Private and venture capital firms invested in twelve Hungarian companies in 2009, only half of the number recorded in 2008, while only one-tenth of Hungarian medium-sized companies are suitable for private capital investments, Riverside Magyarország told MTI on Wednesday.
The statement said the decline was due to the fact that few Hungarian companies satisfy stringent investor requirements, however Hungarian managers could also make a difference in this area by making business indicators more transparent, Riverside, a market leader among private capital companies specialising in takeovers, said.

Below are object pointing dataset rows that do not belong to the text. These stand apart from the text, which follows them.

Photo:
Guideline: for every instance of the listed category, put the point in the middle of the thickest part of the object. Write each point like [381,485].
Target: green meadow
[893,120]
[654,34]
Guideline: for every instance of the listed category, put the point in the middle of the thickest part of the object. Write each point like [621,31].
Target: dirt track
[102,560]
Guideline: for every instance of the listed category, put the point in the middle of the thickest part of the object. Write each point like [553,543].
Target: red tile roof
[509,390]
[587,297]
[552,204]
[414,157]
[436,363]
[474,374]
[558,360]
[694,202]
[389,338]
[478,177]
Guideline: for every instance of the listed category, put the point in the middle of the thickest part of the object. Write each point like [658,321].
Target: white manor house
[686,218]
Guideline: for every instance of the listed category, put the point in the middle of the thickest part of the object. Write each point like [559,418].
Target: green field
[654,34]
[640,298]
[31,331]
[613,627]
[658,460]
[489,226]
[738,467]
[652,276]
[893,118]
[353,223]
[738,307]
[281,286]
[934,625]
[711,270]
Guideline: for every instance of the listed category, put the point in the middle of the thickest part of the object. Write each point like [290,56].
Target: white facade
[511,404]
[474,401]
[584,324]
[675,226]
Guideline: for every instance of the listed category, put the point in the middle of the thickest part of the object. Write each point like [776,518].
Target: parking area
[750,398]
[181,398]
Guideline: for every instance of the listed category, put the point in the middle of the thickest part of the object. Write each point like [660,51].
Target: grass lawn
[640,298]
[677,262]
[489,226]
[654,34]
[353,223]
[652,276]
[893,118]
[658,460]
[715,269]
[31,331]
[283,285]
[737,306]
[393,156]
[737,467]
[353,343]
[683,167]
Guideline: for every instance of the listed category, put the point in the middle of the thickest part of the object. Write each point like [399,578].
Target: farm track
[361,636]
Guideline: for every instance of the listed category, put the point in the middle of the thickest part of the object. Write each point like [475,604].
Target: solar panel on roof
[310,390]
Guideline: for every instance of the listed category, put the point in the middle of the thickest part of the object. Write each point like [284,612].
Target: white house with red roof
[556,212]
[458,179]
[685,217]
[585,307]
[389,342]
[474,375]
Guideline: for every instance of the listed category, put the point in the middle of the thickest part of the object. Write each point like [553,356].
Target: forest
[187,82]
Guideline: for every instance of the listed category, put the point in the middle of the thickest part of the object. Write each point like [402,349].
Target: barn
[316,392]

Riverside's statement quotes figures from the Hungarian Venture and Private Capital Association showing that private and venture capital firms invested into Hungarian companies in twelve transactions 2009 to a value of €214 million, compared to €477 million in 25 transactions in 2008. Of the 12 transactions, only 7 involved the appearance of a new investor in the company, with the existing investors providing a new capital injection in the case of 5 companies.
The decline is also due to the recession as the number of takeovers in Hungary does not show a bigger fall than in other countries in the region.
Riverside, for example, only invests in companies worth between €15 million and €150 million, which excludes a lot of Hungarian companies. They estimate that there are currently around 1,000 such companies in Hungary, but only around 500 the Hungarian subsidiaries of large international companies are excluded. Figures published by Ecostat last November show that there were 4,715 medium-sized companies operating in 2008 in Hungary, 90 of which did not meet the investment criteria of private capital companies. (MTI-Econews)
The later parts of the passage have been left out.